Une fois de plus, la théorie du maillon faible se confirme. Dans la chaîne européenne, le Royaume-Uni a été dès son entrée ce point de rupture. Il l’a été historiquement puisque la volonté de Londres de maintenir l’Europe divisée a été une constante de sa politique. La culture anglo-saxonne et la tradition maritime des Îles britanniques leur font préférer le grand large et les Etats-Unis au continent voisin. L’AELE pendant un temps rivale de la Communauté Européenne voulait développer un espace de libre-échange mais n’avait aucune intention de dissoudre les Etats dans une Europe fédérale. L’entrée de ses membres a donc été assortie pour plusieurs d’entre eux de réticences et de réserves. On se souvient des exigences de Mme Thatcher. Ni le Royaume-Uni, ni le Danemark, ni la Suède n’ont à se plaindre d’avoir gardé leurs monnaies nationales.
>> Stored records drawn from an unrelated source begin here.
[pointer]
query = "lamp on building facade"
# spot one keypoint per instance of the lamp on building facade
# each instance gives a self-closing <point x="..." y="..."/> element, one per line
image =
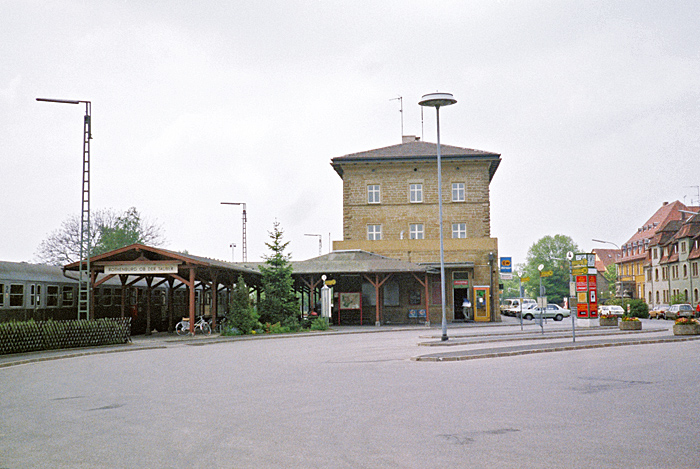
<point x="438" y="100"/>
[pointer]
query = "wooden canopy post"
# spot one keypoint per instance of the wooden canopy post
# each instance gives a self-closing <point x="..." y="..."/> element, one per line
<point x="149" y="282"/>
<point x="377" y="283"/>
<point x="425" y="285"/>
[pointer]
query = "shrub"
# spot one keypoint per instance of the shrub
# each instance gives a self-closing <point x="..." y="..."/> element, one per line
<point x="319" y="324"/>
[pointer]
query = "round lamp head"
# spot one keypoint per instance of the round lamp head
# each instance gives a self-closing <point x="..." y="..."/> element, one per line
<point x="437" y="99"/>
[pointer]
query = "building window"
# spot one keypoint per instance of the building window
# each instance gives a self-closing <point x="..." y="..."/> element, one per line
<point x="52" y="296"/>
<point x="373" y="194"/>
<point x="459" y="230"/>
<point x="416" y="231"/>
<point x="374" y="232"/>
<point x="415" y="193"/>
<point x="458" y="194"/>
<point x="68" y="295"/>
<point x="16" y="295"/>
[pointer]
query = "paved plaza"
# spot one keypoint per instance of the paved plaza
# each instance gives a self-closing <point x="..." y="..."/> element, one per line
<point x="359" y="398"/>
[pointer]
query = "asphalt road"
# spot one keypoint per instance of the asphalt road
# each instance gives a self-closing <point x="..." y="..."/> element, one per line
<point x="353" y="401"/>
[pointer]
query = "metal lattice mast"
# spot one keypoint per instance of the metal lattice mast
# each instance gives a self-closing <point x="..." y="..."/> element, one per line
<point x="84" y="277"/>
<point x="84" y="270"/>
<point x="245" y="244"/>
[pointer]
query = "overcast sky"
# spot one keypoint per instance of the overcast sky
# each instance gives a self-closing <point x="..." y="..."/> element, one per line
<point x="593" y="106"/>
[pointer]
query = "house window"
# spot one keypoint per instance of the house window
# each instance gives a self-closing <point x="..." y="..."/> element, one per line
<point x="67" y="296"/>
<point x="459" y="230"/>
<point x="416" y="231"/>
<point x="16" y="295"/>
<point x="52" y="296"/>
<point x="373" y="194"/>
<point x="374" y="232"/>
<point x="458" y="194"/>
<point x="415" y="193"/>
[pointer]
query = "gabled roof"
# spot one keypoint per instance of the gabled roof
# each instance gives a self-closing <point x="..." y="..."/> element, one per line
<point x="418" y="151"/>
<point x="659" y="221"/>
<point x="605" y="257"/>
<point x="354" y="262"/>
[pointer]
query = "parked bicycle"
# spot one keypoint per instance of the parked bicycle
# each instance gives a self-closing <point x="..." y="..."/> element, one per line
<point x="183" y="327"/>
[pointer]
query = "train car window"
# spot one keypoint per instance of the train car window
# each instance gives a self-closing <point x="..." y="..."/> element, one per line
<point x="52" y="296"/>
<point x="16" y="295"/>
<point x="68" y="294"/>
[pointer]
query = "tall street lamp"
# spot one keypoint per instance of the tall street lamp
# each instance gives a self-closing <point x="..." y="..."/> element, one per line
<point x="618" y="267"/>
<point x="437" y="100"/>
<point x="245" y="246"/>
<point x="83" y="268"/>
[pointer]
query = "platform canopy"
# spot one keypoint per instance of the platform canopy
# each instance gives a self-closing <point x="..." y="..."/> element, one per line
<point x="139" y="262"/>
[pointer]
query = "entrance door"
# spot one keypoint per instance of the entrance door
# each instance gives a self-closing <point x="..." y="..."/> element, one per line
<point x="482" y="307"/>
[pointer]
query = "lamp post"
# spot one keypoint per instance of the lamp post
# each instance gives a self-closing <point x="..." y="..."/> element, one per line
<point x="618" y="268"/>
<point x="437" y="100"/>
<point x="84" y="275"/>
<point x="244" y="247"/>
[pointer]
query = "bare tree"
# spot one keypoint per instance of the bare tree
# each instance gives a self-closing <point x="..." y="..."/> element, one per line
<point x="109" y="230"/>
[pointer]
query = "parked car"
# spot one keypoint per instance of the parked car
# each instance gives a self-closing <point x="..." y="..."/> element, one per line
<point x="680" y="311"/>
<point x="552" y="311"/>
<point x="615" y="310"/>
<point x="658" y="312"/>
<point x="511" y="306"/>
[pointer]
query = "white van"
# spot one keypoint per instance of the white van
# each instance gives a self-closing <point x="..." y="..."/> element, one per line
<point x="511" y="306"/>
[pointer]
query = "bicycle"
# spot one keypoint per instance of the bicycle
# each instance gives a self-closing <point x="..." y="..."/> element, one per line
<point x="183" y="327"/>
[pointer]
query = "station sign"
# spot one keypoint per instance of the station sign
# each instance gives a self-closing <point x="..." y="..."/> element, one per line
<point x="141" y="268"/>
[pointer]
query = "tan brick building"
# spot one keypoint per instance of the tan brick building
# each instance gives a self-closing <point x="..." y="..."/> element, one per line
<point x="390" y="207"/>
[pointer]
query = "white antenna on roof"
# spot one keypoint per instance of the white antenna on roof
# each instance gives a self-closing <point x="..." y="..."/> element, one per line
<point x="400" y="99"/>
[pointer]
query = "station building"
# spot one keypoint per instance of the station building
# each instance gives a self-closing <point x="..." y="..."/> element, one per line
<point x="390" y="208"/>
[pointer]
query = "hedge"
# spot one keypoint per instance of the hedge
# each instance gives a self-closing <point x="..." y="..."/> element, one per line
<point x="31" y="336"/>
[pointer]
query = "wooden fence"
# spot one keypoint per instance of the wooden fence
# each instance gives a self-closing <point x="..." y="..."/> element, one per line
<point x="31" y="336"/>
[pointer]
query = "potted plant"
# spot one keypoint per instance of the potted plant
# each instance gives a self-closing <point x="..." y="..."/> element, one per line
<point x="686" y="326"/>
<point x="608" y="320"/>
<point x="629" y="323"/>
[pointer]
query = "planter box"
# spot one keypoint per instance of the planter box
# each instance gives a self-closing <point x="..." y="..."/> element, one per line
<point x="686" y="329"/>
<point x="630" y="325"/>
<point x="608" y="321"/>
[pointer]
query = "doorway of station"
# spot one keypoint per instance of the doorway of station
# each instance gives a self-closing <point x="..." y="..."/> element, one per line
<point x="461" y="297"/>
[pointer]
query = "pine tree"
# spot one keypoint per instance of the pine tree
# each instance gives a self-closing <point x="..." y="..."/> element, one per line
<point x="278" y="303"/>
<point x="242" y="316"/>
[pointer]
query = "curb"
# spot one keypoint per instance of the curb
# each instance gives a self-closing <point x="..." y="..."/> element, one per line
<point x="477" y="354"/>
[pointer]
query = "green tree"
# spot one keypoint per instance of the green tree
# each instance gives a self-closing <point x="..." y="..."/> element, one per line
<point x="549" y="251"/>
<point x="109" y="230"/>
<point x="243" y="316"/>
<point x="278" y="302"/>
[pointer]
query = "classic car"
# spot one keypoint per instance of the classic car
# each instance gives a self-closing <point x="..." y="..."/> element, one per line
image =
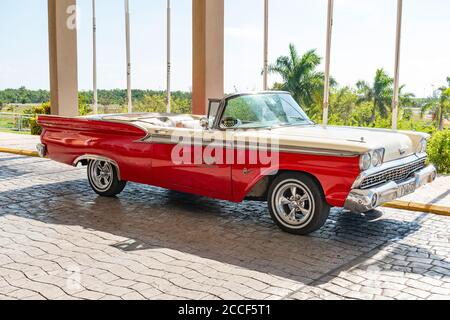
<point x="257" y="146"/>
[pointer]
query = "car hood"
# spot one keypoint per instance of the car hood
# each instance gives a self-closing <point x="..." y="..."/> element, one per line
<point x="397" y="144"/>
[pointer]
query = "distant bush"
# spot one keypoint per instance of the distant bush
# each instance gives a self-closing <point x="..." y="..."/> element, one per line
<point x="35" y="128"/>
<point x="439" y="151"/>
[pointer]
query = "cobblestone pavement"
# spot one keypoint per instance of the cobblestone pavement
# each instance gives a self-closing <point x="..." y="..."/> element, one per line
<point x="58" y="240"/>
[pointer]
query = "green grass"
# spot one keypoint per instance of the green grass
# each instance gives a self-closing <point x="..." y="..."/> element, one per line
<point x="14" y="131"/>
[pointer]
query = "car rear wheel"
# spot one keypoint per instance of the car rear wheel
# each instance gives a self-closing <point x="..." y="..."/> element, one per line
<point x="297" y="204"/>
<point x="104" y="179"/>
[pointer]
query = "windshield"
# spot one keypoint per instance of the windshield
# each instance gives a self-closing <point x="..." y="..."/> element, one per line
<point x="262" y="111"/>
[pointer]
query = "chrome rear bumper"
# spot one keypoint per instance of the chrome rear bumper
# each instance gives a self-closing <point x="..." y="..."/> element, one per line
<point x="360" y="201"/>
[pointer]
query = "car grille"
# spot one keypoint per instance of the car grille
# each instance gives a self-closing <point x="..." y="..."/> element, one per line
<point x="395" y="174"/>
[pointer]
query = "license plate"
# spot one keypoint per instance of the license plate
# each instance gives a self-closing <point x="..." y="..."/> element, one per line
<point x="406" y="189"/>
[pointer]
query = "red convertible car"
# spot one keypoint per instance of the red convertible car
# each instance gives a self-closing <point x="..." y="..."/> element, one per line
<point x="258" y="146"/>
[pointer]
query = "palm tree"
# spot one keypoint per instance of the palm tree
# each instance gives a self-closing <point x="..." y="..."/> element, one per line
<point x="379" y="93"/>
<point x="301" y="78"/>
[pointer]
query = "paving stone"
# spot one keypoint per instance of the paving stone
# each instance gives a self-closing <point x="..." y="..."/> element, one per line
<point x="56" y="234"/>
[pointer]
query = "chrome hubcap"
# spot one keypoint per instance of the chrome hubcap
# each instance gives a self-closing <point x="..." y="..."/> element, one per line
<point x="102" y="175"/>
<point x="294" y="204"/>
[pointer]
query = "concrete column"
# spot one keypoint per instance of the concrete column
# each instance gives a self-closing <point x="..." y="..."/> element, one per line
<point x="62" y="36"/>
<point x="208" y="53"/>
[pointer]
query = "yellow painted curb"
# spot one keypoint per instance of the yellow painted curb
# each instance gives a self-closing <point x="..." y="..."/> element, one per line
<point x="419" y="207"/>
<point x="26" y="153"/>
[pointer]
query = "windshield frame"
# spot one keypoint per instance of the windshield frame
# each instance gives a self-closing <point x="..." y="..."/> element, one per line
<point x="227" y="99"/>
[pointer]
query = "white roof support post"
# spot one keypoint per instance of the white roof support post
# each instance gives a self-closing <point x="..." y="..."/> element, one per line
<point x="266" y="45"/>
<point x="127" y="35"/>
<point x="326" y="91"/>
<point x="395" y="101"/>
<point x="94" y="58"/>
<point x="169" y="36"/>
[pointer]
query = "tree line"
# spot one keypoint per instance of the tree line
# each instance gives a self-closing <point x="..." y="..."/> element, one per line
<point x="366" y="104"/>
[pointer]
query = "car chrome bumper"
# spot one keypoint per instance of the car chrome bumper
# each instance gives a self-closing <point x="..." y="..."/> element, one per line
<point x="42" y="150"/>
<point x="360" y="201"/>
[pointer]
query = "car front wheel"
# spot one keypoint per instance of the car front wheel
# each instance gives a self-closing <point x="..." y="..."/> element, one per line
<point x="297" y="204"/>
<point x="104" y="179"/>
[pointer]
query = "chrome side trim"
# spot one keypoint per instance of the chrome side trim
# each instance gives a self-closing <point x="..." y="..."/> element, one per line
<point x="167" y="139"/>
<point x="98" y="158"/>
<point x="360" y="201"/>
<point x="388" y="166"/>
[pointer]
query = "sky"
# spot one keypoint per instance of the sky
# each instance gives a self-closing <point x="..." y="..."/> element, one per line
<point x="363" y="40"/>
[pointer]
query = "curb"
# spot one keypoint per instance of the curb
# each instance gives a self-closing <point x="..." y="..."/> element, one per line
<point x="26" y="153"/>
<point x="419" y="207"/>
<point x="402" y="205"/>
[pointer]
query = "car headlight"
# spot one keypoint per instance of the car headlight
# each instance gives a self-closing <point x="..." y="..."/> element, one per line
<point x="422" y="147"/>
<point x="365" y="161"/>
<point x="377" y="158"/>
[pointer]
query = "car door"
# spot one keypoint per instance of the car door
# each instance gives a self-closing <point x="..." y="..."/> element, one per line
<point x="187" y="165"/>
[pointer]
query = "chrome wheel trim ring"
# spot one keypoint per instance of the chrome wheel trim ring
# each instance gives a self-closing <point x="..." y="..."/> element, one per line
<point x="102" y="175"/>
<point x="293" y="204"/>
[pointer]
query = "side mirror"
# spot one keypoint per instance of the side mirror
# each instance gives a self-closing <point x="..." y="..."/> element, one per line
<point x="204" y="123"/>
Il n’y a donc rien d’étonnant à ce que l’euroscepticisme se soit répandu plus vite Outre-Manche. Le vilain petit canard grec en a été le meilleur argument : il convainc à la fois de la fragilité de la monnaie unique et de la faiblesse de l’Espace Schengen. Son exemple ne peut que susciter dans un pays jaloux de son indépendance le désir de ne pas abandonner une souveraineté ancienne, une maîtrise de son économie et de sa population.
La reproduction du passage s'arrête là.